Electric Transmission

At least partially in response to the massive "brown-out" that occurred on a hot summer day in the Midwest and Northeast a few years ago, the Energy Policy Act of 2005 mandates a number of standards for the nation’s electronic transmission grid. Among these:

• There will be nationwide, common standards established for system reliability to which all utilities must conform.

• A national authority will be established to monitor and provide real-time status on the grid throughout the eastern and western interconnections.

• The Department of Energy is given more than $750 million in research and development funds for new transmission technologies to enhance reliability, efficiency and environmental performance of power systems.

• Beginning within one year and every three years thereafter, DOE will conduct studies to identify national interest in electric transmission corridors that should be upgraded to relieve congestion.

It's anticipated that these provisions will result in more rapid approval for expansions of the grid system at the state level and could form the foundation for state compacts allowed by the legislation to jointly consider transmission projects. In other words, it should be easier and faster to get electrical transmission projects approved and built.

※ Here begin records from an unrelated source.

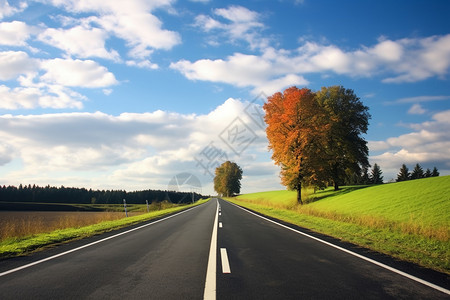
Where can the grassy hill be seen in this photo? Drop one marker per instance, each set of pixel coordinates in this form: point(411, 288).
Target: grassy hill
point(409, 220)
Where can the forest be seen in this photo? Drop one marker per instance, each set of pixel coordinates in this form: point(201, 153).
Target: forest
point(49, 194)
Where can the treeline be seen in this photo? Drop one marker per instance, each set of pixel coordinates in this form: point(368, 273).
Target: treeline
point(417, 173)
point(48, 194)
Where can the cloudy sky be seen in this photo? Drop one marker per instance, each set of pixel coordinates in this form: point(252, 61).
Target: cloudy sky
point(129, 94)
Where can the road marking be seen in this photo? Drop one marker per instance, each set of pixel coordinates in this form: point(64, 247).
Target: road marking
point(90, 244)
point(225, 262)
point(424, 282)
point(210, 282)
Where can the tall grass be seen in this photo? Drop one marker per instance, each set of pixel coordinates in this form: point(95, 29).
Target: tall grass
point(19, 224)
point(420, 207)
point(408, 220)
point(19, 245)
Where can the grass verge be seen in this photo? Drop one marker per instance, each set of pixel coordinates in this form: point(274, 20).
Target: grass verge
point(355, 216)
point(20, 246)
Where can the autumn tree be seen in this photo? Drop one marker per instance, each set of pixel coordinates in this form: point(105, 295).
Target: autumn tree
point(345, 120)
point(227, 181)
point(294, 132)
point(375, 175)
point(316, 137)
point(403, 174)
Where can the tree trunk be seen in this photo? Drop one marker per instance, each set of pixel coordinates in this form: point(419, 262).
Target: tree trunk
point(299, 194)
point(336, 186)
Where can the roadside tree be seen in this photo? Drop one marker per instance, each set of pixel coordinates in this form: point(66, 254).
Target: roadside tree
point(417, 172)
point(227, 181)
point(295, 130)
point(316, 137)
point(375, 176)
point(403, 175)
point(435, 172)
point(347, 119)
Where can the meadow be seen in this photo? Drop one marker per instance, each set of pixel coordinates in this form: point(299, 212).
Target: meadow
point(409, 220)
point(24, 231)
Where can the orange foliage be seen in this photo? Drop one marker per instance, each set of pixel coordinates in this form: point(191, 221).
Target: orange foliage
point(294, 126)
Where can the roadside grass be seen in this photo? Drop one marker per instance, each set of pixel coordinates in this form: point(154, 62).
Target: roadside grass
point(408, 220)
point(16, 246)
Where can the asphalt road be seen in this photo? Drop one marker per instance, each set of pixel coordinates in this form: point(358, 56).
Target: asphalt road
point(169, 259)
point(166, 260)
point(268, 261)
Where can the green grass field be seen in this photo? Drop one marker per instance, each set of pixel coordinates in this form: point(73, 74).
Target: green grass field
point(22, 245)
point(409, 220)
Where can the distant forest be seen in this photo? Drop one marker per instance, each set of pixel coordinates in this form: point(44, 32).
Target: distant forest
point(48, 194)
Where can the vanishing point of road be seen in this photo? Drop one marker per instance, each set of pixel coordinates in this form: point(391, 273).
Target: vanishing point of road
point(213, 251)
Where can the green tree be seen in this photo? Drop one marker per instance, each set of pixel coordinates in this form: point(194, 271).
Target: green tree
point(345, 120)
point(435, 172)
point(375, 175)
point(403, 174)
point(417, 172)
point(227, 181)
point(365, 178)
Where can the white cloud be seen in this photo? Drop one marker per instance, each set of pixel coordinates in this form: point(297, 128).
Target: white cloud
point(39, 95)
point(427, 145)
point(424, 58)
point(93, 44)
point(407, 60)
point(77, 73)
point(239, 23)
point(131, 21)
point(144, 64)
point(131, 150)
point(15, 33)
point(261, 73)
point(7, 10)
point(15, 63)
point(419, 99)
point(417, 109)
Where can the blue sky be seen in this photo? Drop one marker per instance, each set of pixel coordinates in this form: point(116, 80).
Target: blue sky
point(128, 94)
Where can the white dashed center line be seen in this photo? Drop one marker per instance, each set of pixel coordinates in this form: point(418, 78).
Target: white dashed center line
point(225, 263)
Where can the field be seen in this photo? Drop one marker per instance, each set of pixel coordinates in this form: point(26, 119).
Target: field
point(25, 231)
point(18, 224)
point(409, 220)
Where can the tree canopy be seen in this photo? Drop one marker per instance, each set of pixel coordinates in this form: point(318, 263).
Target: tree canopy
point(227, 181)
point(375, 176)
point(315, 137)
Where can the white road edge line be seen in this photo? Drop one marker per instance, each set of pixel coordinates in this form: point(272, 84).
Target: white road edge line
point(210, 282)
point(225, 263)
point(90, 244)
point(424, 282)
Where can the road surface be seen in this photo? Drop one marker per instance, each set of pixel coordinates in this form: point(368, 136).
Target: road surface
point(252, 258)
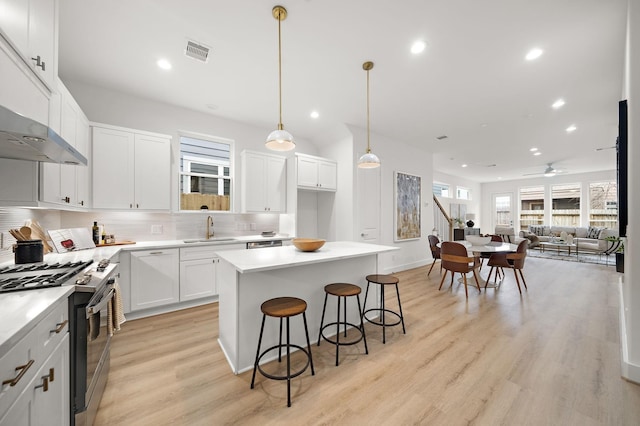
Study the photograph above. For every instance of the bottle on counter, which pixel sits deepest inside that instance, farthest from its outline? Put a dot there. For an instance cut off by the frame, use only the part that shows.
(95, 231)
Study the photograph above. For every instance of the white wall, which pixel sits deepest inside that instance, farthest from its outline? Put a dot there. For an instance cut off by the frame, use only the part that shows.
(513, 187)
(397, 156)
(630, 288)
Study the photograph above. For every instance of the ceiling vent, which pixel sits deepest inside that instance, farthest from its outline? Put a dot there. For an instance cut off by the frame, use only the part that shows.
(197, 51)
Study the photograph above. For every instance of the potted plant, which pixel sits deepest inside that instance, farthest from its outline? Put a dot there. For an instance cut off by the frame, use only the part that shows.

Oil Exploration Emphasized in Gulf

Probably the biggest single complaint about the new legislation concerns the incentives and other "goodies" provided to the oil companies, a lot of which is aimed at the Gulf of Mexico. Indeed, there are significant subsidies that will benefit the oil giants, and in this time of record oil company profits, that's hard for a lot of people to swallow.

The flip side of this is the issue that is never addressed: How does the United States keep its economy moving while decreasing its dependence on imported oil? The answer, in the short term, is to find more supplies of domestic oil. It is impossible for us to quit petroleum "cold turkey." Were we to do so, our economy would collapse overnight. Thus, in the short term — 10 to 20 years — we’re at the mercy of foreign oil suppliers unless we can locate and develop additional sources of oil within our own boundaries.

Certainly as new sources of renewable energy are developed and brought on line, we can begin reducing our dependence on petroleum products. However, we must keep our nation viable during the time it takes to bring these technologies to market. That means we will continue to consume oil until such times as it can be economically replaced by alternate sources of energy.

Alternate Sources of Energy

The Energy Policy Act of 2005 gives a decided push to the development of energy sources independent of fossil fuels. There's research money included for hydrogen, solar power, wind generation, wave and tidal effects, and other kinds of energy. Despite critics who claim this bill is a giveaway to the oil industry, the unalterable fact is that money is provided for the research that may ultimately spell the end of energy dominance by the oil companies.

None of this work will bear fruit overnight. Just as with the fledgling oil industry in the late 19th century, there are all manner of problems to be overcome — transport, delivery, environmental and so on. The key fact, though, is that the 2005 energy bill, as passed, does give impetus to the necessary research and development of the products we will use in the future. For all its other flaws, both real and perceived, the Energy Policy Act of 2005 will long be remembered as the first step on a national level at weaning ourselves away from fossil fuels.